Choose Topic
AI Use Cases
A collection of over 250 uses for artificial intelligence
A continually updated list exploring how different types of AI are used across various industries and AI disciplines,including generative AI use cases, banking AI use cases, AI use cases in healthcare, AI use cases in government, AI use cases in insurance, and more
Sign up
to receive a PDF containing all the use cases and stay updated with the latest AI trends and news (you can always unsubscribe)

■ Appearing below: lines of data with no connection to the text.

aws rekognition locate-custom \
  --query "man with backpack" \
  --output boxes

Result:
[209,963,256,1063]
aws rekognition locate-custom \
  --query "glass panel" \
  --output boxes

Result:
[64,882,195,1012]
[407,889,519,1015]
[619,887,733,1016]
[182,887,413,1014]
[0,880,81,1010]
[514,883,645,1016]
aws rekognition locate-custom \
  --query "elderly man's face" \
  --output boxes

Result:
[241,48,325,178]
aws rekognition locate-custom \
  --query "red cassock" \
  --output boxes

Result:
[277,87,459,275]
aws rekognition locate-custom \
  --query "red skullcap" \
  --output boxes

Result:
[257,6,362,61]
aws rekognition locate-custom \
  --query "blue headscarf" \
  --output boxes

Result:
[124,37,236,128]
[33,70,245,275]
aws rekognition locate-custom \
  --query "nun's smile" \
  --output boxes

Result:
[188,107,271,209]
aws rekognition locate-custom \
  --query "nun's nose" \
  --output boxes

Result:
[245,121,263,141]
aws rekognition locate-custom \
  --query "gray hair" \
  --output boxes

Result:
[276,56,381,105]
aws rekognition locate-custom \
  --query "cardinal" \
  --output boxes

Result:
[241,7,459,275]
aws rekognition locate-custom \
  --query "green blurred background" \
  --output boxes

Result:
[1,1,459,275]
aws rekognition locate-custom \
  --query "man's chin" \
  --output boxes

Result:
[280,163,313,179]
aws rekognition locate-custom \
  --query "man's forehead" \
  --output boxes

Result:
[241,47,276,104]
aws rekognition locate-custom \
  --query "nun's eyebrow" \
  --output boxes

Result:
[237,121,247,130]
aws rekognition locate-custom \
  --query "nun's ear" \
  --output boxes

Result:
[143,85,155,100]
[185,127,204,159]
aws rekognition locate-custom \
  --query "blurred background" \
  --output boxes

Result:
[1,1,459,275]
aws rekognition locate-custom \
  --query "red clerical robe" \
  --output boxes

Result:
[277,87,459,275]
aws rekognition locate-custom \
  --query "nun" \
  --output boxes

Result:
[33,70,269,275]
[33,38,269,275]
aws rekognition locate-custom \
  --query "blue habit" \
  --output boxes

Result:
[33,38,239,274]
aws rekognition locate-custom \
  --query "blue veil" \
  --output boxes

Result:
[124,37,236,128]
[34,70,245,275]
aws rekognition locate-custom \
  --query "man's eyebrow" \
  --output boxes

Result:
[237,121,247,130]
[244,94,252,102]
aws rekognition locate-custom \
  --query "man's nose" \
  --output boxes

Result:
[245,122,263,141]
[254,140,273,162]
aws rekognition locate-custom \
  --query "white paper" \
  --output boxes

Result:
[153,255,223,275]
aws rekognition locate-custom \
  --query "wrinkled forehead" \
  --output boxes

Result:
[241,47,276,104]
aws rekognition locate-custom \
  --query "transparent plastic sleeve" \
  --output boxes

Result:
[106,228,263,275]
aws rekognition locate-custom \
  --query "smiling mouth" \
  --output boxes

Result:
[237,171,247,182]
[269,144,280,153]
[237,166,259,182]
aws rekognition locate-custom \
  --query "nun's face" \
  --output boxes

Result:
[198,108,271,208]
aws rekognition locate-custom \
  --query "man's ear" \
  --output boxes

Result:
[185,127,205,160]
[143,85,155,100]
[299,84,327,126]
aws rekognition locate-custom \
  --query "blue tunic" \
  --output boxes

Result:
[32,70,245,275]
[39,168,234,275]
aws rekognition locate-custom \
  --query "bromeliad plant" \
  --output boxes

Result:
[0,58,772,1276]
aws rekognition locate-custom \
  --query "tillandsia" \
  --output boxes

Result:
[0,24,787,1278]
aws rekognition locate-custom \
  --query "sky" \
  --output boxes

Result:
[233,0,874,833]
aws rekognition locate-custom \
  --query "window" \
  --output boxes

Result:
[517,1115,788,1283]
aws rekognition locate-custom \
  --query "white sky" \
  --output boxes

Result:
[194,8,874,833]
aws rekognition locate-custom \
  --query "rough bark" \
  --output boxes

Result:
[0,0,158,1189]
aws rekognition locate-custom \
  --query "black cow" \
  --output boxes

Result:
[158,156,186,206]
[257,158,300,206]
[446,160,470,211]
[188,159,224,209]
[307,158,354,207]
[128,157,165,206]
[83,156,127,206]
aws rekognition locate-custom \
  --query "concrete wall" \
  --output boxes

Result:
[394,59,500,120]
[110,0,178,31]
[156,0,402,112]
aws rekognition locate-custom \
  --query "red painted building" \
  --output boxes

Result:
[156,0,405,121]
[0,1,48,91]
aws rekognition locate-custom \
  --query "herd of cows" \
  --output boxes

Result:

Product identification and tracking
Introduction
In the current world where the retail industry is constantly changing and developing, it is clear that ML and AI have become major factors that define the development of the industry. Another important area of application of ML and AI in the retail sector is product identification and tracking. This includes the use of smart systems in identifying, sorting and monitoring of products in the course of their movement along the supply chain network right from the source of supply, through storage and distribution, to the point of sale and even after sales services. The implementation of artificial intelligence and machine learning in product identification and tracking does not only increase efficiency in the supply chain but also enhances the experience of the customers through providing a more streamlined and efficient shopping experience.
Challenges
There are, however, a number of challenges that can hinder the application of ML and AI in product identification and tracking. Some of these challenges include; high costs of implementing AI, skill gap, data privacy, and challenges in implementing AI in to current systems. Also, there is a problem of accuracy and reliability of AI systems for instance, false positives or false negatives may cause tremendous losses. The responsibility on the retailers is also cast on the issue of explaining the advantages of AI to the customers since some may consider AI as an intrusion of their privacy. Also, the ever evolving nature of the retail industry only makes it that much harder to implement AI solutions.
AI Solutions
In order to address these issues there is a number of AI solutions that are being created and applied. These are AI-based image recognition for product recognition, predictive analytics for inventory and supply chain, and AI chatbots for customer service, among others. For example, Google’s Cloud Vision API can help in identifying products through images while IBM’s Watson provides a high level of predictive analytics for inventory management. Other AI techniques involve the use of machine learning models that can learn about customers’ behaviour and their preferences, which helps retailers provide a more personalised experience. Also, AI can help to perform routine functions, so that employees can focus on important work. These solutions are usually compatible with current systems, thus minimising the expenses and time required for the reconstruction of the IT structure.
Benefits
There are numerous advantages of employing ML and AI in product identification and tracking. Some of the advantages include better inventory management, improved customer satisfaction, higher sales, and lower operational costs. For example, proper product identification can minimize the errors that are common in inventory control while predictive analytics can assist in demand forecasting to avoid stocking up or stocking out of goods. AI can also improve the customer experience through providing personalized recommendations, shortening the checkout process, and improving the after-sales service. Also, AI can boost sales as it enables retailers to address customers properly and to understand their wants and needs. Last but not the least, AI can minimize the costs by performing routine tasks that would otherwise need a lot of resources.
Return on Investment
The ROI of using ML and AI in product identification and tracking can be very valuable. A study by Capgemini has revealed that retailers can cut their costs by 20% with the help of AI while their sales can go up by 15%. Also, a research done by Boston Consulting Group revealed that retailers who adopt AI and ML can boost their revenue by 6-10%. Still, the ROI may differ greatly based on implementation size, the complexity of the AI system, and the retailer’s capability to capitalize on the information that AI offers.